Thirty years ago, Deltic Farm & Timber Co. was wading hip deep into an ambitious real estate venture two hours north of its El Dorado headquarters.
The company’s west Little Rock development would be established on a 2,500-acre patch of critter-filled woods bearing a mangled name of a mountain with big city access courtesy of a “four-lane logging road.”
Construction of the waggishly described Chenal Parkway, championed and largely paid for by Deltic, provided the all-important urban link to its rural Chenal Valley project below Shinall Mountain.
The forested landmark, crowned with blinking beacons rising atop its antenna farm, served as the inspiration for the Chenal marketing moniker.
The name is a Frenchified derivation of the Anglicized mountain name of the Chenault family who settled the area way back when, and Chenal became the calling card for a rollout of subdivisions dominated by Francais nomenclature.
At the heart of Chenal is its namesake country club and its 36-hole championship golf course wrapped by affluent homes with addresses such as Bretagne, Fontenay, Sologne and Orle.
To date, 39 cul-de-sac neighborhoods have opened since the first lot sale closed 30 years ago this month in Chenal Circle.
Real estate records place Drs. Steve and Janet Cathey at the front of the line when they bought their piece of Deltic’s initial 61-lot offering on Dec. 7, 1989.
All told, Chenal land sales have encompassed 450 acres of commercial property and more than 3,000 residential lots. In addition to rooftops, those sales produced apartments, offices, restaurants, shops and more.

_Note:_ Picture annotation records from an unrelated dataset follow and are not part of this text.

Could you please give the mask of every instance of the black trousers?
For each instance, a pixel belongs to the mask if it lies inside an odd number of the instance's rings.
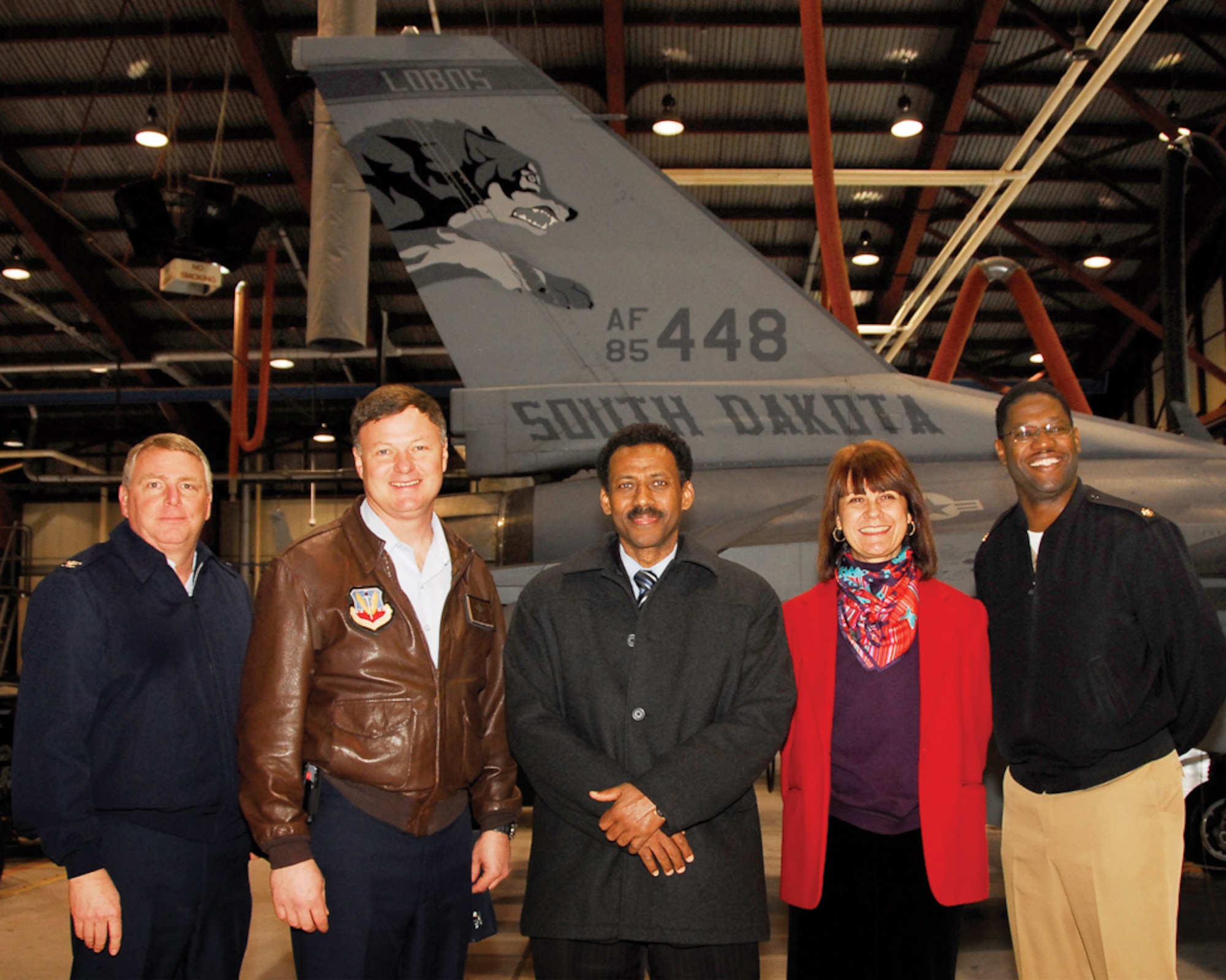
[[[673,946],[532,938],[537,980],[758,980],[758,943]]]
[[[788,980],[954,980],[962,907],[928,887],[920,831],[830,818],[821,902],[788,916]]]
[[[298,980],[460,980],[472,935],[468,811],[430,837],[364,813],[326,779],[310,845],[327,932],[291,930]]]
[[[123,938],[110,956],[74,935],[74,980],[237,979],[251,927],[250,838],[201,843],[114,817],[99,821]]]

Along the way, there was a decade-long black bear relocation effort to minimize the potential encounters between cub-guarding mama bears and Chenal denizens. Bear Den, the country club’s second 18-hole golf course dedicated in 2003, pays homage to that wild kingdom reality.
1989 provides a tidy starting point for Chenal Valley as an ongoing enterprise with the July formation of Deltic’s Chenal Properties Inc. to oversee real estate sales and the January donation of 98 acres for Wildwood Park for the Arts.
That year, the heart of Chenal was annexed into Little Rock, and construction was in full-tilt mode on the $11 million Chenal Country Club and the first of two golf courses designed by Robert Trent Jones Jr. The country club and Wildwood were considered high-demographic magnets, social amenities to draw well-heeled homeowners to Chenal.
While 1989 was a watershed year for Chenal Valley, the stage-setting labor for the grand master-planned, mixed-use development began years earlier.
“Chenal at 30 years means something different to me,” said Charles “Chip” Murphy III. “I’d been working on this since 1982.”
That was back when Deltic Farm & Timber was a wholly owned subsidiary of El Dorado’s Murphy Oil Corp., before Deltic was spun off in 1996 as a separate public company: Deltic Timber Corp.
By the 1980s, the western growth of Little Rock was knocking on the door of the eastern environs of Deltic’s expansive Pulaski County holdings, an ownership that dates back to 1956.
Murphy said his original idea was to have Little Rock’s White-Daters & Associates master plan the development of a much larger swath of land before it was scaled back to 2,500 acres.
The notion of jumping into a full-on road map for the future of 7,000 acres prompted the firm’s Joe White to quip: “Chip’s working on the theory if you can’t have a good plan have a big one,” Murphy recounted.
Connectivity was a problem in need of a solution before development plans could coalesce. The answer was to bring life to a dormant, drawing board extension of Interstate 630 to reach Highway 10 with a western loop through Deltic’s woodlands.
Originally dubbed Shinall Mountain Parkway, the project that became Chenal Parkway bridged two gaps in the street network to build a local thoroughfare instead of a federal highway.
The resulting stretches of new roadway finished what Financial Centre Parkway had started at Shackleford Road by pushing four lanes of traffic westward from the terminus of Interstate 630 to Markham Street.
From there, the project joined Rock Creek Parkway before extending four new lanes from near Kirk Road north to Chenal Valley’s Crystal Mountain, where a new two-lane descent led to Highway 10 and on to Highway 300.
It’s difficult to imagine what far west Little Rock might look like without Chenal Parkway as an arching artery for development and traffic.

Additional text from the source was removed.